Erkend wordt dat zich een onevenwichtige situatie voordoet omdat sommige geloofsgroepen rechtsbescherming hebben gekregen (door middel van de blasfemiewet en de public order-wetgeving) en andere (de moslimgemeenschap) niet. De commissie acht dat onwenselijk. Voor alle religieuze gemeenschappen moeten dezelfde maatstaven worden gebruikt. Erkend wordt dat moslimgemeenschap zich het minst beschermd voelt tegen haat en het meest blootstaat aan geweld. Zolang de internationale situatie blijft zoals die is, zal dat volgens de commissie weinig veranderen.

De minister van Binnenlandse Zaken heeft in reactie op het rapport van de Select Committee laten weten dat hij geen voorstander is van de derde genoemde optie (uitbreiding van de wet naar andere godsdiensten).
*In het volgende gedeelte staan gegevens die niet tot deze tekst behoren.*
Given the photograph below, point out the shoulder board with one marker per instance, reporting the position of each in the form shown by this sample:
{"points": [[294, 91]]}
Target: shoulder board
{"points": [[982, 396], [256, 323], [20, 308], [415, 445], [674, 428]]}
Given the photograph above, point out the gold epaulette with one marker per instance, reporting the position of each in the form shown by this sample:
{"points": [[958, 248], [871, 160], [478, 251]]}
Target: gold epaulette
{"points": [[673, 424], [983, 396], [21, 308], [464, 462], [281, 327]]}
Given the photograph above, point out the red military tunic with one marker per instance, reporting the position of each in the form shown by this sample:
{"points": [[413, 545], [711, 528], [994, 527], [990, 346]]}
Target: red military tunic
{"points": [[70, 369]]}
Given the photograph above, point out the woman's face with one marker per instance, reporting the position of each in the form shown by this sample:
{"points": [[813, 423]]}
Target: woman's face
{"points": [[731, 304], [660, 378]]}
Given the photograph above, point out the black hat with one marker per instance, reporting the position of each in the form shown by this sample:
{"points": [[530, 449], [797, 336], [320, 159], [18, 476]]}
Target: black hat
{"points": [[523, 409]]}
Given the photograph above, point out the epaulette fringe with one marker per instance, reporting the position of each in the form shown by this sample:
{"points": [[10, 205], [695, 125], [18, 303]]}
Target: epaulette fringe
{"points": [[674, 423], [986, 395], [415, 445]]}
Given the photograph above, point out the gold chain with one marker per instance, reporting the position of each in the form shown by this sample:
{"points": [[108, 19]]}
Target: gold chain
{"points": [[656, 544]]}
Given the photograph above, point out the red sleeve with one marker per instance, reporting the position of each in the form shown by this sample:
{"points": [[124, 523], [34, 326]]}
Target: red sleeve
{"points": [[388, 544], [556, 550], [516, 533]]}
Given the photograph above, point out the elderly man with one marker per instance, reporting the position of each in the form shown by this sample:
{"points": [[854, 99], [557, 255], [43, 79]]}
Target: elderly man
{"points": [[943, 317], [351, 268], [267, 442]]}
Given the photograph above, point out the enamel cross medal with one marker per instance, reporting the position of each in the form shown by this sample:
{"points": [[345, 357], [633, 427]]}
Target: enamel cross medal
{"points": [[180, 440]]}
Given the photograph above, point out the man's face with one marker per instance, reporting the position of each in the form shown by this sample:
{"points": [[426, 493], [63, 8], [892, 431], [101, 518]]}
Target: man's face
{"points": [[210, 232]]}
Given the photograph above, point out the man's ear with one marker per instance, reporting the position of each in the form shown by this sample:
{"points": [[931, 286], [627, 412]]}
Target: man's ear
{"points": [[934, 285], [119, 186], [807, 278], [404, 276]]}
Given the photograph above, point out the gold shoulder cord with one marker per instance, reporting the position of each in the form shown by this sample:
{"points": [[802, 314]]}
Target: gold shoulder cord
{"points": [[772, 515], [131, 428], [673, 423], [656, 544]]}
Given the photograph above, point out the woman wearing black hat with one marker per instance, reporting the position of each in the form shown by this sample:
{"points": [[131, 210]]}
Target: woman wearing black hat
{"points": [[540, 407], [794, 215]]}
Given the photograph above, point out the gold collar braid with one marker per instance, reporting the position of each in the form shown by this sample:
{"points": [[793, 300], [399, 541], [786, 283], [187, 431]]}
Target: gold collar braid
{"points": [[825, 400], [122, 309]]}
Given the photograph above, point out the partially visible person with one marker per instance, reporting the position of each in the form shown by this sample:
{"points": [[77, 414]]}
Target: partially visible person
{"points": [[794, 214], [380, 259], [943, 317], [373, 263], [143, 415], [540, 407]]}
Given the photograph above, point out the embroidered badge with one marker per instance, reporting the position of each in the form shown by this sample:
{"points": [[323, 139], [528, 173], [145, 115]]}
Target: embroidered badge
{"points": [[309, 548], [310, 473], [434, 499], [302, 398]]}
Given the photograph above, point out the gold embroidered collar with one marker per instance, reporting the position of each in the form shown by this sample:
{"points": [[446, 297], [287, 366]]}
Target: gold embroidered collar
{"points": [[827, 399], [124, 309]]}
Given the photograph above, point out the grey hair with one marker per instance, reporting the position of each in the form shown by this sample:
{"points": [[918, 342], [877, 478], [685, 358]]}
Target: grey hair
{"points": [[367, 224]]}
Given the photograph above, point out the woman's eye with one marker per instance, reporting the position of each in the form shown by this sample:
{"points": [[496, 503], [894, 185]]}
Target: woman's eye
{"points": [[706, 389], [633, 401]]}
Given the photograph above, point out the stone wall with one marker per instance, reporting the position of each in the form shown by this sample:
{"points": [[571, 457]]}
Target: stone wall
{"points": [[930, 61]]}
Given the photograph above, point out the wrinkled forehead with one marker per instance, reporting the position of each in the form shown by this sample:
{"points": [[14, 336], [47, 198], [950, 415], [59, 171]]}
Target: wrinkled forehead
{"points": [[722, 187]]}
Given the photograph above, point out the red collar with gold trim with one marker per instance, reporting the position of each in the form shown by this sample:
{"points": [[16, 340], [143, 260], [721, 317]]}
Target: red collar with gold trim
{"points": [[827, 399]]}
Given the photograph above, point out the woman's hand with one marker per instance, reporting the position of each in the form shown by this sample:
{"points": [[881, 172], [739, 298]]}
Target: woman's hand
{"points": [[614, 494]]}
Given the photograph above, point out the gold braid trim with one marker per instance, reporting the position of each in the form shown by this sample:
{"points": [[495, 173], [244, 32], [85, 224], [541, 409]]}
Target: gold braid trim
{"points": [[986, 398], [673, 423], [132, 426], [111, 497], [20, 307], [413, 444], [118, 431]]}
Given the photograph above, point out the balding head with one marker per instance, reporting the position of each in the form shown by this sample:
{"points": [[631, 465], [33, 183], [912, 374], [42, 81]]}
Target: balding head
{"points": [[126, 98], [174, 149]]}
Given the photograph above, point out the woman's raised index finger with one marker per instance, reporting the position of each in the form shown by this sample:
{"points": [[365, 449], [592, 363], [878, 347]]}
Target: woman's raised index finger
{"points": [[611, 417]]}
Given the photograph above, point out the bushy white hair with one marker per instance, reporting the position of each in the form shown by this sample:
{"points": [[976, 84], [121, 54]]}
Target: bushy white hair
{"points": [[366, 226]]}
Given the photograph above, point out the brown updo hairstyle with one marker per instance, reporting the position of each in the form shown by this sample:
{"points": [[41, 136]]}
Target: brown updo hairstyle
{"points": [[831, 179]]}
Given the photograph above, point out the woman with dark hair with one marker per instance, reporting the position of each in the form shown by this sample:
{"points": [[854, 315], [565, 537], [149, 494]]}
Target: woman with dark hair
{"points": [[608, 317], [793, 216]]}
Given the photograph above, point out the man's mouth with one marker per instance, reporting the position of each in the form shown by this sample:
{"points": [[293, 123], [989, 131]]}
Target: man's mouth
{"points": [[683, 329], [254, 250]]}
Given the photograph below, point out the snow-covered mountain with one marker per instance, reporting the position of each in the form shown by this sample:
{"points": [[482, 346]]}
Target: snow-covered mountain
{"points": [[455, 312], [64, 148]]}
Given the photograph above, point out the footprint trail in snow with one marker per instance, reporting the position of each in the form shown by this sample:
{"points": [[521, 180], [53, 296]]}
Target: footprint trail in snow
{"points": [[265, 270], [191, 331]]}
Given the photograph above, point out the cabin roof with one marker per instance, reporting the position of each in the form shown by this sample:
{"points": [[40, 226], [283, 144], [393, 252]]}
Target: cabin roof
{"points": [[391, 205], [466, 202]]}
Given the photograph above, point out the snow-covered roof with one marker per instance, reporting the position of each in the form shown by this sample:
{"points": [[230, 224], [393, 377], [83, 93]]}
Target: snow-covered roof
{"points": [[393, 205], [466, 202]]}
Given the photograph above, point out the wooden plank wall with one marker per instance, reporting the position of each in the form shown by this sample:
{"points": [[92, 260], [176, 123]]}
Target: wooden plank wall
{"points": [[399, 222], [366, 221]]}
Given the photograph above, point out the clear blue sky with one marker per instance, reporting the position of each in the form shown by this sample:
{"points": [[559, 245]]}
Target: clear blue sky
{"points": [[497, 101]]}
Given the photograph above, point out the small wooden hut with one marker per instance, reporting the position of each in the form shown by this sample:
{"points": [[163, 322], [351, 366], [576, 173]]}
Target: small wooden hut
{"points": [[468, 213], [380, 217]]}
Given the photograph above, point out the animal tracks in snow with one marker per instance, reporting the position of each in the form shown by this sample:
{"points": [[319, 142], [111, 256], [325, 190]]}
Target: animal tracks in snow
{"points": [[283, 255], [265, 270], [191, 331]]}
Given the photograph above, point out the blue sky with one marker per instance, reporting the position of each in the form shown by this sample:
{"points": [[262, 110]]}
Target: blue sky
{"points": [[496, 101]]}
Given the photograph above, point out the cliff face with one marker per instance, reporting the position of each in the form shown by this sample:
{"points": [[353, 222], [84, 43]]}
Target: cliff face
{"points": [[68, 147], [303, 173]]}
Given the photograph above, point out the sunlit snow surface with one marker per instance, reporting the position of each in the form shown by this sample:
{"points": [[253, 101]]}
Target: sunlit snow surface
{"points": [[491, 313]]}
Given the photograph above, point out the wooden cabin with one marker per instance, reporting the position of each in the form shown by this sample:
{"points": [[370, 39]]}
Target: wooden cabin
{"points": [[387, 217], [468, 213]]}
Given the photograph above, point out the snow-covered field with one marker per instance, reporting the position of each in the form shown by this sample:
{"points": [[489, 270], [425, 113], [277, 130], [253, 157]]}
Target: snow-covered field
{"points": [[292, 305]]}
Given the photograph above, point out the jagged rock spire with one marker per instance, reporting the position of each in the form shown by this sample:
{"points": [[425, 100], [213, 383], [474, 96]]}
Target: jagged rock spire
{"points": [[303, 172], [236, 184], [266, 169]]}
Dat sluit aan bij de uitspraak van het Britse hooggerechtshof in de Satanic

Verses-zaak: ‘extending te law of blasphemy would pose insuperable

problems and would be likely to do more harm than good’ (House of Lords, 2003).

De Britse moslimsorganisaties zijn verdeeld over de kwestie van godslastering. Sommigen willen de huidige godslasteringswet uitbreiden zodat die ook andere religies dekt, anderen menen dat die uitbreiding niet meer zinvol is in een samenleving van pluriforme geloofsgemeenschappen waarin de geloofswaarheid van de één godslastering is voor de ander, en dat bescherming verschoven moet worden van geloofsstellingen naar individuen. Weer anderen staan op het standpunt dat – mocht de nieuwe wet geen ingang vinden – de ‘oude’ wet tegen godslastering geen afschaffing behoeft. Vanuit hun perspectief is het beter dat ten minste één kerkgenootschap wordt beschermd dan geen enkele gezindte. Moslims delen immers dezelfde God van alle Abrahamitische religies (Fair, 2002). Wel is er overeenstemming onder moslims dat religie niet slechts een kwestie is van ‘vrije keuze’. Geloof is

immers een etnische en culturele identiteit die grotendeels door geboorte en opvoeding wordt bepaald.